Another way is to find a strategic customer to fund the development of your first product, or you could develop a new internet service for very little. There are plenty of websites which can be used to find developers who will build your site to your specification quickly and cheaply. Kevin Rose apparently launched Digg for around $2,000. He paid a freelancer $12 an hour to mock up the site, $99 a month for server space and $1,200 for the domain name.
Nowadays, it’s not just servers that can be rented: new cloud services mean that many parts of your IT system can be paid for on a per use basis. A word of warning however; you will need to be able to speak technically to these partners and manage them carefully with constant communication.
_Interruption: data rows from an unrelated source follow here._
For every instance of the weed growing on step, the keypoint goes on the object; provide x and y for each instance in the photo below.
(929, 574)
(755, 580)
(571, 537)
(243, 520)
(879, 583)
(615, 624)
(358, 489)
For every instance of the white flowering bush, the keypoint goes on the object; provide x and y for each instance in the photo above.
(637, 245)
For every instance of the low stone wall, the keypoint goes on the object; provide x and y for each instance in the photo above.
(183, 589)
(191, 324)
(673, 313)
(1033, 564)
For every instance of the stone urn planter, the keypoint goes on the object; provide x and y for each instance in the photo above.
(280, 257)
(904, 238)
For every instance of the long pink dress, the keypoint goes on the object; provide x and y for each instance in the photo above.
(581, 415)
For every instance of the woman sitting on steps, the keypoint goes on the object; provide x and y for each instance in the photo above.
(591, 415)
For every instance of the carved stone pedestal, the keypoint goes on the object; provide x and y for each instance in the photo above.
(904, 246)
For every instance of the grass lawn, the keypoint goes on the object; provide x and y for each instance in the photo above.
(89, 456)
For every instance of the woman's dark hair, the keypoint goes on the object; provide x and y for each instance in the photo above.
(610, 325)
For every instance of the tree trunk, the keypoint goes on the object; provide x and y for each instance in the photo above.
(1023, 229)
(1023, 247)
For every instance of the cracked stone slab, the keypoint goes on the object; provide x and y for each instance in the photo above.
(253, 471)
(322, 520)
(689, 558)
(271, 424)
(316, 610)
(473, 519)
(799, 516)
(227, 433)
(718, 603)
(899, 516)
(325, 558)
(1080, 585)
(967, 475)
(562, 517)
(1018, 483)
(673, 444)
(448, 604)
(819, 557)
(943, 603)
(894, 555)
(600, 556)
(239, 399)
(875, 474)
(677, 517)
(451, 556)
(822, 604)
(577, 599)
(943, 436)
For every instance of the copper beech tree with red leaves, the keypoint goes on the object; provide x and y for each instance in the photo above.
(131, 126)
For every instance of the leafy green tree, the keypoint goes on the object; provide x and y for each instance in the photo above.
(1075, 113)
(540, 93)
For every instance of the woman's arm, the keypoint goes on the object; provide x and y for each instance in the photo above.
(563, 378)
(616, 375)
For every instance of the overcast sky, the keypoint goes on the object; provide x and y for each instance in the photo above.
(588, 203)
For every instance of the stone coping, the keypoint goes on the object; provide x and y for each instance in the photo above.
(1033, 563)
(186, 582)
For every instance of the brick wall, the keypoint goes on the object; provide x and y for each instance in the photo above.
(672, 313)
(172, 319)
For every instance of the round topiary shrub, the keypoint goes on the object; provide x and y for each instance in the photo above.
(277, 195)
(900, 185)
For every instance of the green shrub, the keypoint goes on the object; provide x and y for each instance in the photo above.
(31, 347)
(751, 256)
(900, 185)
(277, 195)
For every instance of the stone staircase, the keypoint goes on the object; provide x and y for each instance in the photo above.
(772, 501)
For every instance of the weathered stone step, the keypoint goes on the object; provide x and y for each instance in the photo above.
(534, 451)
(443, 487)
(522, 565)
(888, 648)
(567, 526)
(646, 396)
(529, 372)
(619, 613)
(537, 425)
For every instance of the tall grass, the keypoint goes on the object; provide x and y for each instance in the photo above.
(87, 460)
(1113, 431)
There is an old adage that half your advertising money will be wasted, but you won’t know which half. Fortunately there are much better solutions for marketing, which you will only pay for on a success basis.
Web-based affiliate programs can be an inexpensive, low risk way to grow sales quickly. An optimised search engine strategy is also another must, and building a community through tools such as blogs and social networks requires hard work and creativity rather than cash.
Remember that ‘cost per action’ or CPA models are starting to expand from the web to traditional media like TV and print too. So don’t be afraid to ask for a results-based approach to pricing when negotiating any media campaign in the current market.
It always amazes me how many businesses forget to ask their customers for cash, and instead turn to investors or banks as their first port of call.
Many customers will be prepared to put down a deposit for a product in advance and this capital can be vital. Even companies like Tata are doing this: they have taken 95 per cent deposits for the first 100,000 Nano cars they plan to sell over the next two years, which has raised $500 million in cash before they have sold a single one.
Coming from a venture capitalist, it may seem odd to suggest that you don’t need lots of funding to build a successful company, but technology is changing how businesses can be built and VCs also need to adapt to the times. There will always be select projects which require more capital, and can become hugely successful global businesses. But there is also a lucrative opportunity in making smaller investments, where exits at reasonable valuations can generate significant returns given the smaller amounts of capital invested. In addition, VCs are evolving as ‘secondary’ purchasers of stakes in bootstrapped businesses, allowing entrepreneurs and angels to partially cash in after building a business themselves without having to wait many years for an IPO or full exit.
All of this should be an encouragement to you entrepreneurs (and capitalists) out there: as technology and innovation evolve, opportunities appear, entrepreneurs grab them, and capital flows efficiently to create wealth and growth.
Simon Cook is the CEO of venture capital firm DFJ Esprit and has been involved in the UK venture capital industry since 1995. He has invested in many of Europe’s most successful technology start-ups, with past successes including Cambridge Silicon Radio, Virata, nCipher and KVS. Previously he was a partner with Elderstreet Investments and a director of 3i in Cambridge.